2014-06-02T01:00:09-0400

Answer on Question #42962, Math, Differential Geometry

A curve has the equation y=x/16(5x)4y = x / 16 * (5 - x)^4. Calculates the values of xx for which dydx=0\frac{dy}{dx} = 0. Given that a small change, pp, is made in the xx-coordinate at the point (4,0.25)(4,0.25), calculate, in terms of pp, the approximate change in the yy-coordinate.

Answer.

y=x(5x)416dydx=(5x)4164x(5x)316=5(1x)(5x)316y = \frac{x (5 - x)^4}{16} \rightarrow \frac{dy}{dx} = \frac{(5 - x)^4}{16} - \frac{4x (5 - x)^3}{16} = \frac{5(1 - x)(5 - x)^3}{16}


So, dydx=0\frac{dy}{dx} = 0 when x=1x = 1 or x=5x = 5.

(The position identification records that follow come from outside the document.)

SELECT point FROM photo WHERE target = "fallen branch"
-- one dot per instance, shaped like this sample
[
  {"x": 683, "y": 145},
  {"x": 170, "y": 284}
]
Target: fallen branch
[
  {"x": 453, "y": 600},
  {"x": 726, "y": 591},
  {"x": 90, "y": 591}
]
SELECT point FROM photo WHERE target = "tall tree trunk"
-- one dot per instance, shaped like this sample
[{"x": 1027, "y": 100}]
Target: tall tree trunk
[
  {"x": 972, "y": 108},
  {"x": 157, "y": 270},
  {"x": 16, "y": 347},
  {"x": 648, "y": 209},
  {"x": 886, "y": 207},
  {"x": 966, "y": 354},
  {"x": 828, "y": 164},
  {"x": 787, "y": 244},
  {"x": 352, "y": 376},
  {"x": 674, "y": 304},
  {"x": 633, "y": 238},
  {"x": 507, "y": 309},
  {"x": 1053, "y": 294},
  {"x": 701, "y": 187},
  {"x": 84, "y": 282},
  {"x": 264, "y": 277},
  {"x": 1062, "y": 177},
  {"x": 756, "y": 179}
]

Let x=4+py(4+p)=(4+p)(1p)416x = 4 + p \rightarrow y(4 + p) = \frac{(4 + p)(1 - p)^4}{16}.

For small pp, y(4+p)=415p16+O(p2)=0.251516p+O(p2)y(4 + p) = \frac{4 - 15p}{16} + O(p^2) = 0.25 - \frac{15}{16} p + O(p^2).

Therefore, the approximate change in the yy-coordinate is: Δy=1516p\Delta y = -\frac{15}{16} p.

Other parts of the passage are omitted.